The Bolt competes in the same space as Leaf, Prius and Volt. It is a green car. That is a niche market. There are a lot of people who care about green, but they are still a small minority in the overall market. People who like these cars based on their lesser known advantages of performance, convenience, etc. are an even smaller niche.
The typical consumer doesn't care about how green a car is. He cares more about either if it is affordable/reliable/versatile or its prestige. As long as gas is cheap, these green cars lose in both of those categories. Plus, marketing these is an uphill climb because people are understandably worried about range and battery longevity. The Tesla will at least have prestige going for it. Tesla got that part right. They understand that prestige, not green, is what will sell cars.

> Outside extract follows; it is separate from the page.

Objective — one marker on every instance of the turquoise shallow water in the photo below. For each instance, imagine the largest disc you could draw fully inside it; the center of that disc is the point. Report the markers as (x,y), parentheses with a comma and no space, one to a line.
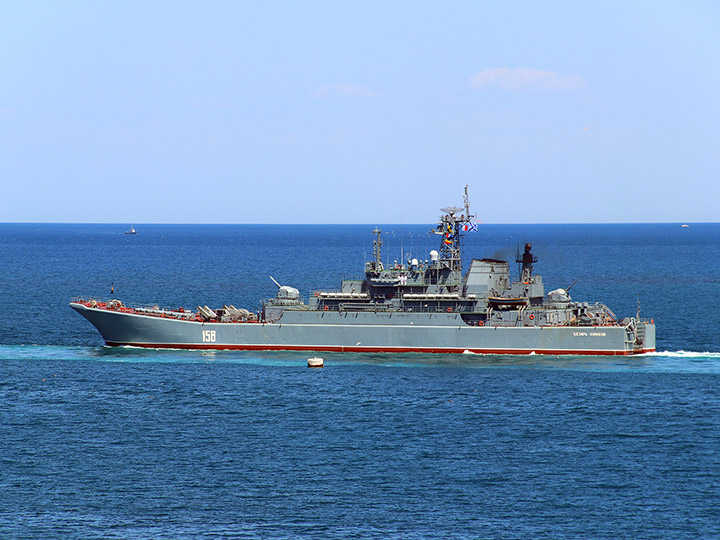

So unless/until gas gets expensive, these Leaf/Prius/Volt/Bolt green cars are not going mainstream. Companies (other than Tesla) will make as few as possible to get the environmental credits they want, and sell the cars as best they can. The niche market will absorb a certain volume, but if production is higher than that, it will take discounting to move them.

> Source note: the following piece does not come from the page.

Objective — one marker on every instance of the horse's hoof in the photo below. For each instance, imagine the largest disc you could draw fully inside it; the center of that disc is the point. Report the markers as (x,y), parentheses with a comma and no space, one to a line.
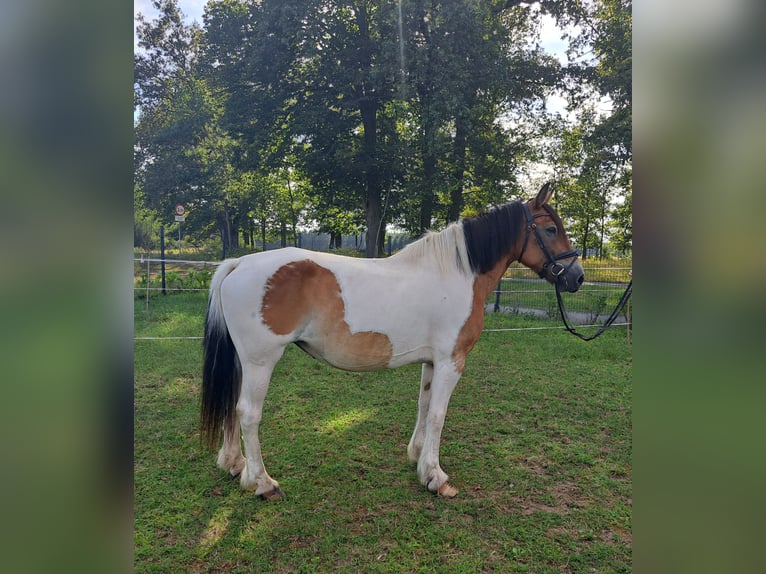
(446,490)
(276,494)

That is going to be true until something changes the market like higher gas prices, (maybe a supply shock or a large tax increase on fuel or carbon), or a sudden and highly visible environmental disaster that makes average people care about carbon emissions (the fact that global warming has not achieved this means it will have to be pretty impressive and undeniable). Or on the supply side, the EV battery gets cheap enough so an EV has a lower sticker price than an equivalent ICE car.